Once the high points were gone, the rest was hand-finished.
Finally a red-oxide paint finish to protect from the elements.
Before & After
07/02/15
Cheek Repair after today's session.
Fabricated end piece and welded in.
Seam sealer used to finish before painting. Note the addition of a drainage hole. My SLK has drainage pipework like this, so if Mercedes think it's a good idea, I'm having it too.
The copper pipe to be used for drainage.
Poly-filler followed by sanding and red-oxide paint. Passenger side done.

On to the drivers side.
Grind back to good metal and remove rusty sections.
At this point our technique had improved and we're spot welding in addition to a seam weld.
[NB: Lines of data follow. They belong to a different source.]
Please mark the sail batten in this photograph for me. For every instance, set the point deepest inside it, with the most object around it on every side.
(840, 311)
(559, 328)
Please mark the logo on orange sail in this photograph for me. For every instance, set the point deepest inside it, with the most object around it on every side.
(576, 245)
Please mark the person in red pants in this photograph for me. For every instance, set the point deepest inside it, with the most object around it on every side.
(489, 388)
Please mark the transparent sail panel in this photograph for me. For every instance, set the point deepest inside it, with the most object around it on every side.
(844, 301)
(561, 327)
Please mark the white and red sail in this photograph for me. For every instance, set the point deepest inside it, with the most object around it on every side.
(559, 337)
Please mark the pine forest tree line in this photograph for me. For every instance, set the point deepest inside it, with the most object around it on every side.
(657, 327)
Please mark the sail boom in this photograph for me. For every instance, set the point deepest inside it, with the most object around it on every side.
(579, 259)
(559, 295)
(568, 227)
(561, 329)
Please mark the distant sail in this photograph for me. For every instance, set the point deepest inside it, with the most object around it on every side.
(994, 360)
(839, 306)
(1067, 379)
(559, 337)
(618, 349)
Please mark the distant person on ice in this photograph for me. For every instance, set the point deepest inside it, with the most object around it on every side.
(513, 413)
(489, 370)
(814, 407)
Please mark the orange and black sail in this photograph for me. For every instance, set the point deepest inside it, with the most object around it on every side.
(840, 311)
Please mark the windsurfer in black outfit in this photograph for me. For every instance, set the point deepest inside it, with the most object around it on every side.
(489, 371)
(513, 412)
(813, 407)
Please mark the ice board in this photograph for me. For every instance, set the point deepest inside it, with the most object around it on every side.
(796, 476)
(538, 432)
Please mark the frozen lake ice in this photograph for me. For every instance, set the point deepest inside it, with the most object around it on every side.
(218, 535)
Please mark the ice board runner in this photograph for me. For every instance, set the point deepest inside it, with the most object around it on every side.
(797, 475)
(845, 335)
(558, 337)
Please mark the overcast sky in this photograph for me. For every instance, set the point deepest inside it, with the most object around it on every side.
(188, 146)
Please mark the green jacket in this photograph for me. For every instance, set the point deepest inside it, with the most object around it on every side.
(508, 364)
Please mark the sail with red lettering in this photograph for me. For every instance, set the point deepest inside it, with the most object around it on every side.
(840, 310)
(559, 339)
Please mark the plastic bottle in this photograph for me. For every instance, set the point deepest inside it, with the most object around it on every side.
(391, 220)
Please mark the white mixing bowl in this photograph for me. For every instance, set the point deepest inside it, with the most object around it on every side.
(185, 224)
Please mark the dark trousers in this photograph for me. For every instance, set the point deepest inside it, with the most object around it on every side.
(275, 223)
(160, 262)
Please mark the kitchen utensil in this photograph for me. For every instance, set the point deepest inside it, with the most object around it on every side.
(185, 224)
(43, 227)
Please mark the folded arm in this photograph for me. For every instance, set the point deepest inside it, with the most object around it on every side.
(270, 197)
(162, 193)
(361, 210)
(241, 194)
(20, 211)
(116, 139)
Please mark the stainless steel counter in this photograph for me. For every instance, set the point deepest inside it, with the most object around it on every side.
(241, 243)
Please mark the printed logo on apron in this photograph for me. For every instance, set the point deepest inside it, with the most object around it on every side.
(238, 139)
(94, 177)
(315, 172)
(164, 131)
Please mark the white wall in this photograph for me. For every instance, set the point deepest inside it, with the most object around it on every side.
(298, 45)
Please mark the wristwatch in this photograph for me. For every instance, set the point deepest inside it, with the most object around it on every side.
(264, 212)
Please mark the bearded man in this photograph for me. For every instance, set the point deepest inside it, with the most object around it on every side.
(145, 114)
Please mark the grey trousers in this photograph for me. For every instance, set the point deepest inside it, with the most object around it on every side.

Fabricated end piece and welded in.
Seam sealer and red-oixde paint to finish. No poly-filler needed as didn't have to cut as much out.
Time to tackle another section of rust in the arch.
Patch plate and joggler to the rescue.
A spot of welding.
Welds ground back.
Poly-filler, more red-oxide paint and job done for the day.
08/02/15
SECTION 4. Kidney Repair
This is what happens when idiots jack the car up on it's rails. If you've got bent/crushed rails, there's a good chance you have rust and potentially water ingress (like me).
In search of some good metal to weld the not-yet-fabricated patch plate.
More rust..., but wait, the end is in sight. The cables you see are for the heated seats.
And it's gone. Rust was ground off, but no photo as I was working on repairing the other grinder.
Patch panel trial fit.
Welding it in place.
Welding was spot on, so no need for grinding.

Ground-side panel welded in and seam sealer applied to both sides.
The drivers side...
Bugger, it's worse. Yep, that's a hole to the outside world you see in the left of the photo and the rust follows the seam into the corner and round.
28/02/15
SECTION 5. Heart Transplant
This proved a little more challenging than expected due to rounded nuts on some of the mounts. It came out today, so we met our target. Not too many pictures, but you get the gist.
All parts removed from engine in preparation to put on the hoist.
Releasing the gearbox nuts (rounded buggers, which meant cutting them off with a hacksaw).
Lifting the body to provide enough room to remove the engine & gearbox.
Voila! In the garage just as the heavens opened up!